# Made First Real Hammock! *pic*



## twilight (Apr 20, 2007)

I learned how to sew and use the sewing machine yesterday. This is what I made! My first real hammock. Next time I'm going to sew some loops on the corners for the rings. Does anyone know where to buy those rings people use for their hammocks? I can't find them. 










Look, its Gizy approved! :lol:


----------



## Forensic (Apr 12, 2007)

I know lots of people use shower hooks, the ones shaped rather like a pear. Instead of loops could you do grommets? Loops would be easily chewed through, I think.


----------



## twilight (Apr 20, 2007)

*blinks* Whats a grommet?


----------



## JennieLove (Jan 2, 2007)

Are you taling about those eyelets? You cant get those at any fabric store I believe.  I just use safty pins.


----------



## Poppyseed (Feb 1, 2007)

I use loops, they work just fine!


----------



## Forensic (Apr 12, 2007)

JennieLove said:


> Are you taling about those eyelets? You cant get those at any fabric store I believe.  I just use safty pins.


Eyelets... grommets... I think they're the same. 

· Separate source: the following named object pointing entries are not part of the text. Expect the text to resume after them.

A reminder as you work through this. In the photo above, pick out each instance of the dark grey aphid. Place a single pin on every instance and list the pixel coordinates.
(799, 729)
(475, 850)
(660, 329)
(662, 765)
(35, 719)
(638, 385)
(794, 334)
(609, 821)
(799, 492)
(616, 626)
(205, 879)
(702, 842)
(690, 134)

I use safety pins as well.


----------



## JennieLove (Jan 2, 2007)

Oh there called grommets too?! Always good to know!


----------



## Forensic (Apr 12, 2007)

I'm pretty sure the only difference is size (eyelets are usually smaller). :lol:


----------



## crapola (Feb 12, 2007)

i use metal curtain split-rings. you should be able to find them in wallyworld, kmart, joannes or michaels.


----------



## rattielover2007 (Aug 30, 2007)

very cute


----------



## twilight (Apr 20, 2007)

hehe, thanks! Oh and thanks for the info everyone. =]


----------



## DonnaK (Feb 8, 2007)

Good job on your first hammock! 

I use eyelets from the fabric section of Walmart. I use the kind that you hammer into place, and haven't had any problems with them so far. Then I use large keyrings and lanyard hooks to hang them.


----------



## lostbutnotforgot (Apr 19, 2007)

The love the colors! I must go search for something like that at the fabric store! Very nice job, btw!


----------



## Lunachick (Aug 15, 2007)

Wow that's a very lovely hammock  Very colourful *jealous* Mine's just black


----------